From Dr. Jane's Notebook


"When did my children get to be grownups?"


            Some of the most gratifying moments in the life of a parent occur when adult children come home for visits. Once the kids have moved out, parent –child relationships go through a series of changes with each separation and reunion. Initially, we stand ready to welcome them back by preserving each element of their bedrooms. Eventually, they really move away and establish their own lives, at which point, parents and adult children graduate to a new level in their relationship. Then, some time between when we’re changing their diapers and they’re changing ours, comes the time for adult friendship between parents and their grown children. Here are a few more thoughts on the matter.

·        Parenting is a process of preparing our children for independence. During their teenage years and early years of adulthood, children face the developmental task of separating from their parents and demonstrating an ability to “stand on their own.”  Sometimes, it’s hard to tell which generation has the harder time letting go. What’s clear is that our kids need to know that we believe in their ability to succeed.
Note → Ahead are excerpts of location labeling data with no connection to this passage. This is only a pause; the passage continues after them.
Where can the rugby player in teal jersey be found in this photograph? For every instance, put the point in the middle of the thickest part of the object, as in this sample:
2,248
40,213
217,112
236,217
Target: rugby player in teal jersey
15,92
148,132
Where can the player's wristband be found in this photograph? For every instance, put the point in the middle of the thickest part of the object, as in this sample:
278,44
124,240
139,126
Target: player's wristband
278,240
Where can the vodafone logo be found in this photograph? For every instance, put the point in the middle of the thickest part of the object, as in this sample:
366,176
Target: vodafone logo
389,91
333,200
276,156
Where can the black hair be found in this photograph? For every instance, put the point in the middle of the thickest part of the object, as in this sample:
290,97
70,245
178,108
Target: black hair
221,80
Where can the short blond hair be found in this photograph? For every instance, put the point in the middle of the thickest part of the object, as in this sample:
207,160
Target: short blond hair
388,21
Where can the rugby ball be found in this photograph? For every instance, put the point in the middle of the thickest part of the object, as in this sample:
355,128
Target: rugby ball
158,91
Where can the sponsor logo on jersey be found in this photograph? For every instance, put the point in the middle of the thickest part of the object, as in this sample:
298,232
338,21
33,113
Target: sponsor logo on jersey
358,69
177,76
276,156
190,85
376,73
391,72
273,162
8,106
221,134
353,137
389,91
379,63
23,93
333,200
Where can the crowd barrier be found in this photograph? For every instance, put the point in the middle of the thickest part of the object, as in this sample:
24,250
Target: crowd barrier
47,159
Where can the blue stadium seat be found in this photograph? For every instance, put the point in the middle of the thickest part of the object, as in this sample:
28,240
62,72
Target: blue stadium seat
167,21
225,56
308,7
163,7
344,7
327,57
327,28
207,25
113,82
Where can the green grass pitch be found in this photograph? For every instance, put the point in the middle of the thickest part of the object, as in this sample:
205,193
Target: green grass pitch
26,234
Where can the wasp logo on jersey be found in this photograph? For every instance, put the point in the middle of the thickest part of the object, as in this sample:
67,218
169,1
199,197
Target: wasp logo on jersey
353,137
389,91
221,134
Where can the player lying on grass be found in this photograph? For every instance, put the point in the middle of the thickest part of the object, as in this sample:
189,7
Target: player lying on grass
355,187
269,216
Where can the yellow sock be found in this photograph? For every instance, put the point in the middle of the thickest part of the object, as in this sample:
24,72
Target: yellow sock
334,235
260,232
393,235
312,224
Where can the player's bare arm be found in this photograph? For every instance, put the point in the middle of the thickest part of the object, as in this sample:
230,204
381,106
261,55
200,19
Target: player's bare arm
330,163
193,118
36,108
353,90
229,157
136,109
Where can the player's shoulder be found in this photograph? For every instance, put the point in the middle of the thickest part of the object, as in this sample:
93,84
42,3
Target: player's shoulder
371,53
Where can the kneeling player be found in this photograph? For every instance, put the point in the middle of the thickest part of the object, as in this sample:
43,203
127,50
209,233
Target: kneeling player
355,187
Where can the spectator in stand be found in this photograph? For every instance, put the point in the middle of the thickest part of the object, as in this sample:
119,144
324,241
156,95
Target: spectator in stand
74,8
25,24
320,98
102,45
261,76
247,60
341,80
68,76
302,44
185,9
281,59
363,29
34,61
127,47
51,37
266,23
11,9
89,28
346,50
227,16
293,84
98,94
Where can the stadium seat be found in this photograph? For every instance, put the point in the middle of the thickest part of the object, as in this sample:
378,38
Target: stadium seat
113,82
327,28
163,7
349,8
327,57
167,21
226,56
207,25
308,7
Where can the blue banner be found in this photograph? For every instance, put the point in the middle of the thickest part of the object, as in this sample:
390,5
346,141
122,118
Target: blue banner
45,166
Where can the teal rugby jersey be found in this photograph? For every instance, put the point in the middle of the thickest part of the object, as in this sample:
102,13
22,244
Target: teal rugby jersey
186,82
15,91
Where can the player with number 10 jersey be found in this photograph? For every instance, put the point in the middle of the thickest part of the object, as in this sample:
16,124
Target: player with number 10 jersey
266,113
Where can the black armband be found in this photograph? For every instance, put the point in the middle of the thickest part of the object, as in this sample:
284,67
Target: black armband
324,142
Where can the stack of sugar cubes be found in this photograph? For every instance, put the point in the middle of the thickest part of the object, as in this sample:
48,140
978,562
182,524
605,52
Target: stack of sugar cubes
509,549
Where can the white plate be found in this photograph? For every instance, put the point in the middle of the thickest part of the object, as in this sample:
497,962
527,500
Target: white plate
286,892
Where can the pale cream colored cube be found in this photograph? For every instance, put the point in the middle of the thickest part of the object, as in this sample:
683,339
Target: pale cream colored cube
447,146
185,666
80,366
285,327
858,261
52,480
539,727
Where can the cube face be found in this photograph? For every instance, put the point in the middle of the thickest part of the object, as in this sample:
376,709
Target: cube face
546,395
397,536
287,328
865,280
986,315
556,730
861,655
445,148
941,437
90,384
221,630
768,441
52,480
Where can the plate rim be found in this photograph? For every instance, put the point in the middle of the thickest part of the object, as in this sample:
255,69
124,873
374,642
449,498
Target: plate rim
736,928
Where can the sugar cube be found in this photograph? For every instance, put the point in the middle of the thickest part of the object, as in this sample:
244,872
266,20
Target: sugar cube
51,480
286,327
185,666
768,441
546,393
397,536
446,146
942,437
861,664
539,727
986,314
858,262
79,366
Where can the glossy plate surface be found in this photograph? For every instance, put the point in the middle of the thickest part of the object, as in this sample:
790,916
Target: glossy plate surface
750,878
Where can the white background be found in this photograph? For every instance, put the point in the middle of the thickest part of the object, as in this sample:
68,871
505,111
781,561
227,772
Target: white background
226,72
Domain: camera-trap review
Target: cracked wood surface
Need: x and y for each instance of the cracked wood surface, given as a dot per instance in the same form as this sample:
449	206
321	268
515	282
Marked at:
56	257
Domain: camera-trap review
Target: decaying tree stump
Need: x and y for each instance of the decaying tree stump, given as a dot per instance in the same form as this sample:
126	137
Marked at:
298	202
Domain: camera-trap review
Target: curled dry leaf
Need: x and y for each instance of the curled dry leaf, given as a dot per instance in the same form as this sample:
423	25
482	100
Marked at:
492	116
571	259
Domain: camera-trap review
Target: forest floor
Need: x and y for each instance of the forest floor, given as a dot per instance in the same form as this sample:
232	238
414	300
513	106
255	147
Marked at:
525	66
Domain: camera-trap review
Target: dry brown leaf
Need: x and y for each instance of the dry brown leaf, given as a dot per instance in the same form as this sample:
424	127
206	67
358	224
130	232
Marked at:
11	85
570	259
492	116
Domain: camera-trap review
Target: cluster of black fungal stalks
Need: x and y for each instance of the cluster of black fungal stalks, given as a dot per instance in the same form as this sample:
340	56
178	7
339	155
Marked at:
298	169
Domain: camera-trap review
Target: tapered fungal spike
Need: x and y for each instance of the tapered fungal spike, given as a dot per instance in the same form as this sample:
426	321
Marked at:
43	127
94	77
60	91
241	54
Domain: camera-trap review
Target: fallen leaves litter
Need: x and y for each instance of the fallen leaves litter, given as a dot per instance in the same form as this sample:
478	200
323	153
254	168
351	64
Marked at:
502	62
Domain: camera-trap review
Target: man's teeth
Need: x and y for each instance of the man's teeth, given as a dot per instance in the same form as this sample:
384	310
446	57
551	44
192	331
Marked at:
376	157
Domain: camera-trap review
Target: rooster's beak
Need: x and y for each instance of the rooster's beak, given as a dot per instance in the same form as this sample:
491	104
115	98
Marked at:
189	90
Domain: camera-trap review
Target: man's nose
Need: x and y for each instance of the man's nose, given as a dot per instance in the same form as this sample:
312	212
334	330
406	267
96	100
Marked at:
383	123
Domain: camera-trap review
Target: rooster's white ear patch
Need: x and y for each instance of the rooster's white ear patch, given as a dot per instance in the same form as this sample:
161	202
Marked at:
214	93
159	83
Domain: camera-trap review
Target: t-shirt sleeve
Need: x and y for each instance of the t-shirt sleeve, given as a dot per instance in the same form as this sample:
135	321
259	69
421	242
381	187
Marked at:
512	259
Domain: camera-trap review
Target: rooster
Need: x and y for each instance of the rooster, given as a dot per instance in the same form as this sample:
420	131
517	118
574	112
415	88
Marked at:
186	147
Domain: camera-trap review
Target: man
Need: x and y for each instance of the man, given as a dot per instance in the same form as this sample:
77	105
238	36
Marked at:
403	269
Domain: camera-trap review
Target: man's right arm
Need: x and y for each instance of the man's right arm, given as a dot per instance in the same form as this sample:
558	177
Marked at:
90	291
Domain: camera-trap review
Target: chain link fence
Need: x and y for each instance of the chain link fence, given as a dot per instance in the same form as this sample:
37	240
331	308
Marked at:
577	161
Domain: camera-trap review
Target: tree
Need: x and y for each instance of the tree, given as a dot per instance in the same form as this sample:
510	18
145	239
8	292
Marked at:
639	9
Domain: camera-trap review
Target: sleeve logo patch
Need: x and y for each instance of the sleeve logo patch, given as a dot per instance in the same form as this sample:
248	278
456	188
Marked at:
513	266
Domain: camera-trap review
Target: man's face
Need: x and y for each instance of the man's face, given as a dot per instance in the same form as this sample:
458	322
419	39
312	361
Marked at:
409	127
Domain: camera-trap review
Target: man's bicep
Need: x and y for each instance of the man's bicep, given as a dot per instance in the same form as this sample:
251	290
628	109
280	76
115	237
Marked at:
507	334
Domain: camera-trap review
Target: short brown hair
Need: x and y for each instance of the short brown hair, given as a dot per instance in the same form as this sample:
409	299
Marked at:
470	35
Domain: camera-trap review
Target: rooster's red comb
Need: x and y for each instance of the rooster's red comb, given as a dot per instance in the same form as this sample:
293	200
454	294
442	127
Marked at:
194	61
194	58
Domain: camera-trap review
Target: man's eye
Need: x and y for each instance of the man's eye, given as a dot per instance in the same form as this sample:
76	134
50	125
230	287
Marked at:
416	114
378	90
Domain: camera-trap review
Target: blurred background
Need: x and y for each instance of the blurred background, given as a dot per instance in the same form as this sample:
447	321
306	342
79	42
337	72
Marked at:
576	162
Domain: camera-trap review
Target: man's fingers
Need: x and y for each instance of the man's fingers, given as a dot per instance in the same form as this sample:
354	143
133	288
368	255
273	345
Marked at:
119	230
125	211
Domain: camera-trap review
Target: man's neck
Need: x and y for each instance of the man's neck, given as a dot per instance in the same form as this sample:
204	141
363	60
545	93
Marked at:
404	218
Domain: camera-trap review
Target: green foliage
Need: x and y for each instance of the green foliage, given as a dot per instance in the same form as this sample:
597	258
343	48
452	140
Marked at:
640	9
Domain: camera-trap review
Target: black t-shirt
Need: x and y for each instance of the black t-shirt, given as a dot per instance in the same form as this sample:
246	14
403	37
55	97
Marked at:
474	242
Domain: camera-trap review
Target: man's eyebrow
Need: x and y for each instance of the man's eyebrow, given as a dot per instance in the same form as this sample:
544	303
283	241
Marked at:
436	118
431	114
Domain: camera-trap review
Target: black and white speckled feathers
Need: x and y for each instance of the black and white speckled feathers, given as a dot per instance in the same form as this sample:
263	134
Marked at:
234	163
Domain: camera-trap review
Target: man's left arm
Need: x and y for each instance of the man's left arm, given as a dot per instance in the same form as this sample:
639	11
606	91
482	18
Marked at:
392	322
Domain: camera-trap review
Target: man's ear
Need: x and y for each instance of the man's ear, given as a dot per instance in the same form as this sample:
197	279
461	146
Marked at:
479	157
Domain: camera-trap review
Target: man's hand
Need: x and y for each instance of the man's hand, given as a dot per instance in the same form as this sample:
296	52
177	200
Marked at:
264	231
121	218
·        Closeness with your adult children has nothing to do with location. Fax machines, cell phones, traditional telephone lines, and the internet have done a lot to bridge physical distances. The physical ability to communicate is no longer a problem. Rather, closeness is a function of whether the parent and adult child “like” each other enough to want to share their lives.  Adult children living in the same town as their parents sometimes see each other less than those who live at a distance.

·        Respect is the key to lifelong friendship. One remnant that most of us carry from childhood is the deep need for respect and approval from our parents. But some parents find it hard to respect their own children, and consequently have a hard time allowing their relationship to evolve. For this reason, I recommend treating your offspring as you would your best friend. All too often, we are more polite to strangers than we are to our own family members. We also lay fewer guilt trips on those who are not related to us.

·        Be careful about judging each other’s partners.  If your goal is to make the leap from being a critical parent to being an adult friend with your child, be careful about commenting on their love life. Love is always wrapped in layers of loyalty; try not to get involved in a tug-of-war, especially one where you might lose.

Even though you have been a role model for relationships all of your child’s life, there is danger anytime you interfere with cupid’s arrow. In most cases, our children desperately want us to like their friends. On the other hand, if you are asked for a serious opinion about a prospective mate, don’t hesitate to name any behaviors which concern you.

·        Beware of judging your child’s parenting skills. If you are lucky enough to be a grandparent, be careful about judging how your child parents their children. For years, they learned about parenting from you, and now it is their turn to be in charge of raising a child. Notice and complement their strengths as parents, instead of criticizing or making uninvited suggestions. Remember that all young parents need praise and support. Be available to answer questions when asked, but avoid presenting yourself as an expert. Approaches to pregnancy and child-rearing are constantly evolving. Don’t be threatened by changing trends between generations, but rather, learn about new approaches and allow your child to teach you what they know.

            In short, the quality of your relationship with your grown up child will likely depend on your openness to their thoughts and ideas. Most grown children want their parents’ openness, respect and approval. If they don’t feel safe communicating their true thoughts with you, they won’t! A very wise woman once told me, “you learn a whole lot more by listening than by talking”. A great deal of pleasure can be found in getting to know your children as they grow.